In this Digital age today, data science has become the top skill and sexiest job of the century.
Data science projects do not have a nice clean life-cycle with well-defined steps like software development lifecycle (SDLC), but they are non-linear, highly iterative and cyclical between the data science team and various others teams in an organization.
SAS Institute, the leader in Analytics developed its own method called SEMMA (Sample, Explore, Modify, Model & Assess) for data mining.
However, many of the companies have adopted a standard workflow of a data science called CRISP-DM (CRoss Industry Standard Process for Data Mining). It was developed by a consortium of companies like SPSS, Teradata, Daimler and NCR Corporation in 1997.
With any method the process is similar which involves following steps:
Business Understanding: This is the basic and first step as understanding business problem is extremely important for data scientist to move forward.
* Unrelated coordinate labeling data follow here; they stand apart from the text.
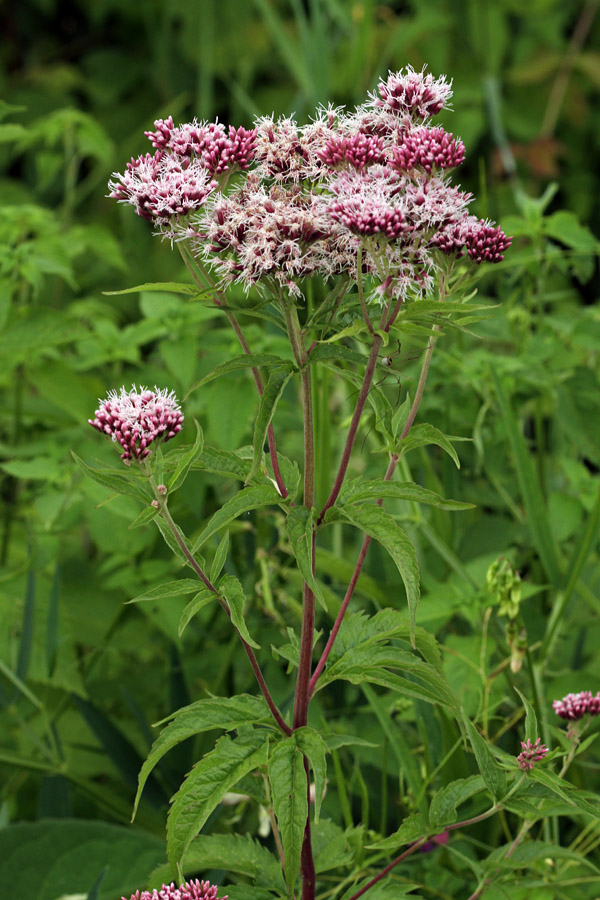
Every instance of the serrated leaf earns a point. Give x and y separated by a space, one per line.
300 524
268 403
220 557
172 287
358 490
231 853
531 726
493 775
314 748
423 435
287 777
442 810
169 589
217 772
412 829
379 525
123 484
247 361
233 592
202 599
252 497
225 713
186 460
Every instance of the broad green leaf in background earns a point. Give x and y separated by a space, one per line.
217 772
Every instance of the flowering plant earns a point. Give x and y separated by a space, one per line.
356 211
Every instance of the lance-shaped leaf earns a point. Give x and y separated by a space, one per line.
231 853
233 592
268 403
412 829
225 713
220 557
172 287
300 530
356 491
202 599
247 361
251 497
129 483
216 773
444 805
379 525
290 802
425 434
493 775
314 748
185 461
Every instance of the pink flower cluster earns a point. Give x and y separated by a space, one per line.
190 890
531 753
576 706
372 183
138 417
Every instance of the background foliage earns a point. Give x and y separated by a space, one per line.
83 676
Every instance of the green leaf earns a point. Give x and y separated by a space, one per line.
231 853
252 497
202 599
531 726
379 525
185 462
359 490
220 557
412 829
111 479
314 748
268 403
64 857
225 713
300 525
172 287
538 519
217 772
290 802
233 592
423 435
247 361
493 775
170 589
443 806
147 515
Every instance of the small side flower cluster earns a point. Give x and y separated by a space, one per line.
531 753
576 706
372 184
138 417
190 890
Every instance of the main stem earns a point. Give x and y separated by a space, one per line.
302 694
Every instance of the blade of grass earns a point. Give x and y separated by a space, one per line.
535 506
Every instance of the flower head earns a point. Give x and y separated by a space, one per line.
413 94
576 706
190 890
531 753
136 418
161 187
Data Acquisition: Based on the business problem the next step is to understand and acquire the data which is needed. Identify the sources from where it is available, who are responsible to provide that data. It can come from various data sources like customer data, demographic data, third party data, weblogs, social media data, streaming data like sensor data, audio or video data. Main challenge is to decide whether data is up-to-date and clean for model consumption. With Internet of Things in full swing, data acquisition into Big Data platform is important step.
Data Preparation: This is also called as data wrangling phase which takes almost 60% of overall project time. Collected data has to be formatted, treated for any missing values, any abnormalities or seasonality from the data and make it ready for model consumption.
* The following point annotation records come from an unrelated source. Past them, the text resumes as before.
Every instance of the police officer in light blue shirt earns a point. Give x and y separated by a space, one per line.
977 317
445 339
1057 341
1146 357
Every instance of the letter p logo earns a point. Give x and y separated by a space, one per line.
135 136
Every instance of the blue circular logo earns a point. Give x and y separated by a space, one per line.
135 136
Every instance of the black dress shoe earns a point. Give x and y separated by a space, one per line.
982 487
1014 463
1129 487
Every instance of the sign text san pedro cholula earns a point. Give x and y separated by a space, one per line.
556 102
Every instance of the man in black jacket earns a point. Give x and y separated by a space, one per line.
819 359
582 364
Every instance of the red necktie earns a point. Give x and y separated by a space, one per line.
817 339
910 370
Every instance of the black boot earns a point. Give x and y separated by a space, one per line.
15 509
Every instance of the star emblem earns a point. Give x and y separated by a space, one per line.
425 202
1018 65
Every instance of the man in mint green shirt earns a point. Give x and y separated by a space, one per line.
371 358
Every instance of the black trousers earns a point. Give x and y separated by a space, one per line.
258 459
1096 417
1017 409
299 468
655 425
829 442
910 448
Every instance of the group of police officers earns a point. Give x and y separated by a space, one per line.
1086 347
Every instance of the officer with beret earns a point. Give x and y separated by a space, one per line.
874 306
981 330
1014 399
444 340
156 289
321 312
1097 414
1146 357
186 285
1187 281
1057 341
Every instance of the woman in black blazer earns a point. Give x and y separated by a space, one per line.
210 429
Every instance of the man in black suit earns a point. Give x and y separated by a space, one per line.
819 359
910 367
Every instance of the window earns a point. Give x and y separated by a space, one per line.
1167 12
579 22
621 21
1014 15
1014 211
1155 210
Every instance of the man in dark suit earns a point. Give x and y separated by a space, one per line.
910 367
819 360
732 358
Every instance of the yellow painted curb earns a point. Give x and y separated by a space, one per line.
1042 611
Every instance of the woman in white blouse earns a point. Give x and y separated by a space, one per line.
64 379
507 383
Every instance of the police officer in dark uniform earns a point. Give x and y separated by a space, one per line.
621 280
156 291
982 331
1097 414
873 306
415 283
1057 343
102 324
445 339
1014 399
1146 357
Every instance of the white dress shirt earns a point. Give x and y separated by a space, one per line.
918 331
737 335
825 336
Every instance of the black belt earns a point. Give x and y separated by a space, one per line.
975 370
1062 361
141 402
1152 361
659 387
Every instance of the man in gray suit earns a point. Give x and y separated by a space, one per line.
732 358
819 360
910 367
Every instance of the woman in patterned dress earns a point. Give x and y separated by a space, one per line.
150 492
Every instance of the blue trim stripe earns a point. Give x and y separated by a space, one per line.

Modelling: This is the core activity of a data science project that requires writing, running and refining the programs to analyse and derive meaningful business insights from data. Often open sources tools like R, Python and commercial tools like SAS, IBM SPSS are used to create the statistical models. Various machine learning techniques are applied to data based on the business problem.
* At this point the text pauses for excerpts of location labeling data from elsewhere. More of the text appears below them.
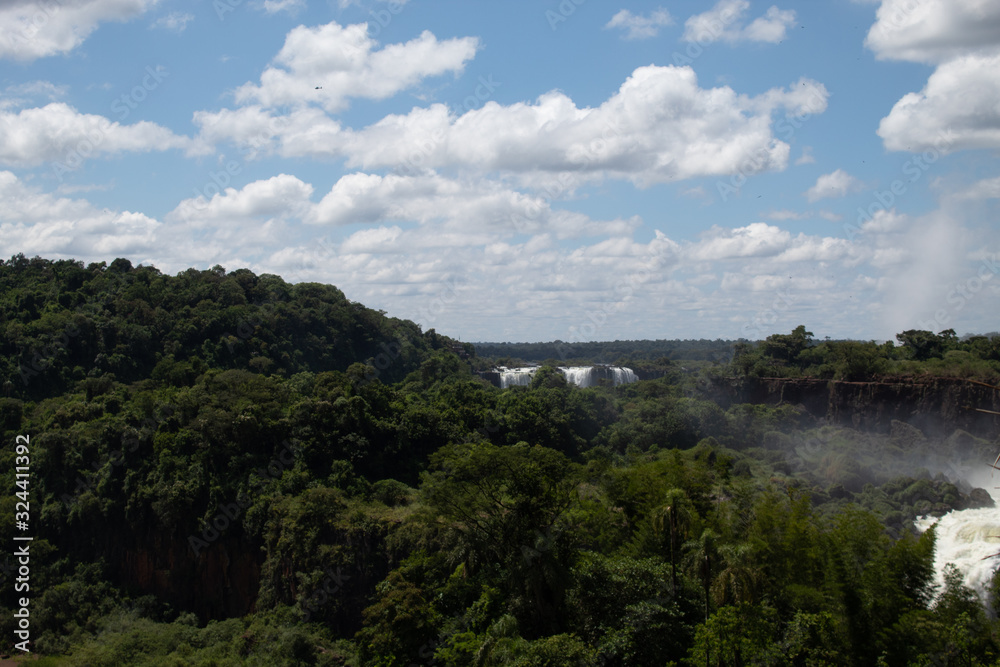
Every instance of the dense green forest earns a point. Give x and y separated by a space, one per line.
230 470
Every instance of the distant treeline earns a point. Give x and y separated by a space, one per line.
611 352
62 322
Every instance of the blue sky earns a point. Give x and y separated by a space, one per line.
525 171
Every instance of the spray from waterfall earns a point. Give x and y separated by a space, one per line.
581 376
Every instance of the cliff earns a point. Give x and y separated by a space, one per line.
936 406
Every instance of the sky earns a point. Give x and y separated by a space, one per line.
534 170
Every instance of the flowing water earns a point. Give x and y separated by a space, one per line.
581 376
967 539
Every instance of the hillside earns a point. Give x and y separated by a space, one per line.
219 479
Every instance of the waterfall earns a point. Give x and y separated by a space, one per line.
581 376
512 377
964 539
623 375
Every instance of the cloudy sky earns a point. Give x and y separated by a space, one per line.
526 170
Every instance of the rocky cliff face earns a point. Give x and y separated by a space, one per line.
936 406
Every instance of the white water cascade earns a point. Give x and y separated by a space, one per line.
513 377
964 539
581 376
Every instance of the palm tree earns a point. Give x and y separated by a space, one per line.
703 558
740 580
674 518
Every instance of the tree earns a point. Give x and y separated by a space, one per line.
504 503
703 559
672 519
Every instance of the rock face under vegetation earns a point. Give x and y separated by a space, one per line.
936 406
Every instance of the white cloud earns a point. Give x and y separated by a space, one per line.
638 26
60 134
959 108
659 127
20 95
725 22
835 184
439 251
280 196
934 31
38 28
38 223
479 209
329 64
806 157
174 22
290 6
988 188
787 214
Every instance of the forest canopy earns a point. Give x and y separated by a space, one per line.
231 470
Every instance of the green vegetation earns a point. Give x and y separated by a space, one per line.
919 353
287 497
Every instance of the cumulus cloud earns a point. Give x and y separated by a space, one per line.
329 64
988 188
281 196
959 108
659 127
31 29
726 22
60 134
174 22
441 251
787 214
41 223
835 184
290 6
637 26
933 31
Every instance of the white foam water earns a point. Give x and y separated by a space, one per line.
967 539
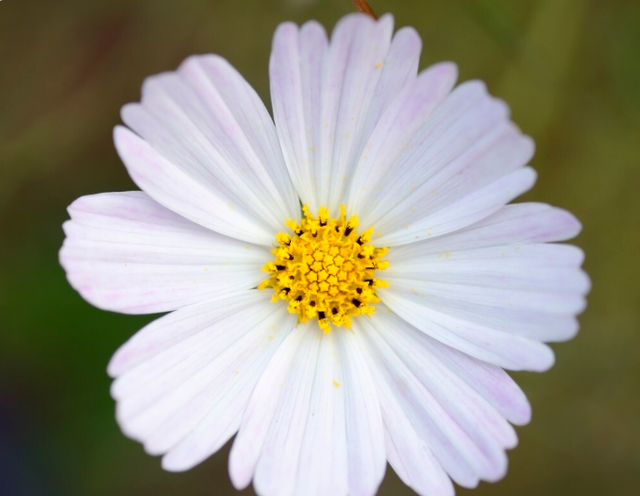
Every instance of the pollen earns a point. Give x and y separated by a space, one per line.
325 269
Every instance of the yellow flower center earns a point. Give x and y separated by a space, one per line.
326 269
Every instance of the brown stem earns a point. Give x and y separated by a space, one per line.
363 6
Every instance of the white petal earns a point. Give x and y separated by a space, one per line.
313 425
406 115
483 278
506 350
328 97
212 145
463 212
184 380
425 400
454 166
188 196
515 224
125 252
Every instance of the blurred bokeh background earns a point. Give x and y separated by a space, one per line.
570 69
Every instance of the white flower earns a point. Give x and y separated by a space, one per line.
468 287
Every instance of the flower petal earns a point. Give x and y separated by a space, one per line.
494 290
211 150
327 97
125 252
184 380
423 399
313 425
455 165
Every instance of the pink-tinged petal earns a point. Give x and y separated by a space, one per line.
210 145
498 347
427 406
187 196
465 211
406 115
124 252
456 164
182 382
313 425
494 282
515 225
328 97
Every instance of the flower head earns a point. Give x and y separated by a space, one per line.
372 324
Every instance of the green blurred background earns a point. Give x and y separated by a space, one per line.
570 69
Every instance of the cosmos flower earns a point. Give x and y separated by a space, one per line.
345 286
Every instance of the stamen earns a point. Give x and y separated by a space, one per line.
325 270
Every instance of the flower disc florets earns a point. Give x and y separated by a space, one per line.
326 269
Evaluation: There are several methods to compare the developed models and then use the best model for deployments. Typical comparison methods are AUC – area under curve, Confusion matrix, Gain/Life charts, Root Mean Squared Error etc.
Deployment: Once the most suitable model is identified above, it is further tested with live data and then deployed into production environment.
There are further steps as well such as monitoring the live model performance, observe any degradation and new models are developed which are again compared with live model.
Data Science has evolved beyond normal predictive modeling into recommendation engines, text mining, deep learning, Artificial Intelligence. The foundation still remains the same of data gathering, data cleaning and then applying various algorithms.